In October 2010, the Board of Directors designated 310,000 shares of the Company’s preferred stock as Series A Convertible Preferred Stock (“Series A Preferred”).  The Series A Preferred are convertible into shares of common stock at a conversion price of $1.25.  The shares are entitled to dividends at a rate of 8% of the stated value per share per annum.  The dividends are payable annually on December 31 in cash or additional shares of the Series A Preferred, at the option of the Company.  The Series A Preferred and any accrued and unpaid dividends will mandatorily convert into common shares on October 29, 2013.  The Company has reported the preferred dividends for the period on the statement of operations in the calculation of net income (loss) available for common stockholders.  The Company has not accrued any dividends as no dividends have been declared.  The accumulated undeclared preferred stock dividends totaled $150,000 at July 31, 2011.

Stock Options

A summary of the Company’s stock option activity and related information is as follows:
 
   
Number of
 Shares
   
Weighted Average Exercise Price
 
             
Outstanding at November 1, 2010
    1,033,333     $ 3.00  
Granted
    -       -  
Exercised
    -       -  
Cancelled
    -       -  
Outstanding at July 31, 2011
    1,033,333     $ 3.00  
Exercisable at July 31, 2011
    475,000     $ 3.00  

During the Fiscal year ended October 31, 2010, stock options were granted to certain directors, officers and consultants to the Company for options representing 1,033,333 common shares. The exercise price of the options is $3, with a five to six year term, with vesting occurring at varying rates over the first three years. The fair value of the option grants were estimated on the date of the grant using the Black-Scholes option-pricing model with the following weighted average assumptions: expected volatility of 188% to 158%, risk free interest rate of 1.76% to 2.74%; and expected lives of five to ten years.

During the nine months ended July 31, 2011 and 2010, the Company recorded stock-based compensation of $741,306 and $634,879, respectively, as general and administrative expenses.  The unamortized amount of stock-based compensation at July 31, 2011 was $790,767.
 
 
9

 

Warrants

A summary of the Company’s stock warrant activity and related information for the nine months ended July 31, 2011 is as follows:
 
   
Warrants
   
Weighted Average Exercise Price
 
             
Outstanding at November 1, 2010
    333,333     $ 6.00  
Granted
    2,007,268     $ 4.50  
Exercised
    --       --  
Cancelled
    --       --  
Outstanding and Exercisable at July 31, 2011
    2,340,601     $ 4.71  

In February 2011, the Company issued warrants to purchase 581,767 shares of the Company’s common stock at an exercise price of $4.50 per share in connection with the issuance of the Bridge Loans (Note 3).   From March through June 2011, in connection with the Company’s private placement financing, the Company issued warrants to purchase 860,834 shares of the Company’s common stock at an exercise price of $4.50 per share (Note 7).  In addition, warrants to purchase 564,667 shares of the Company’s common stock were issued upon conversion of Bridge loans totaling $1,694,000 pursuant to the private placement financing.

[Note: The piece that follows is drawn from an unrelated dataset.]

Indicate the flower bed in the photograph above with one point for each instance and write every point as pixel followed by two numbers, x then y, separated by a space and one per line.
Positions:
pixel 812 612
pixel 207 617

1-For-3 Reverse Stock Split
 
On January 11, 2011, the Company effectuated a 1 for 3 split.  On the date of the 1 for 3 split, the Company amended its articles of incorporation to reduce the number of authorized common shares from 300,000,000 to 100,000,000.  The effect of the split has been reflective retroactively for all periods presented.

6. 
Derivative Instruments

The Company evaluated all of its financial instruments and determined that 333,333 warrants associated with an October 2010 exchange agreement qualified for derivative treatment under ASC 815-15 due to a full ratchet provision.  The fair value of these warrants on the date of issue ($923,756) was recorded as a derivative liability. On April 30, 2011, the warrant agreement was amended to remove the full ratchet provision. On that date, the warrant ceased to be considered a derivative liability. As a result, the derivative liability was marked-to-market through April 30, 2011 and reclassified to equity. We recorded a loss on derivatives of $52,725.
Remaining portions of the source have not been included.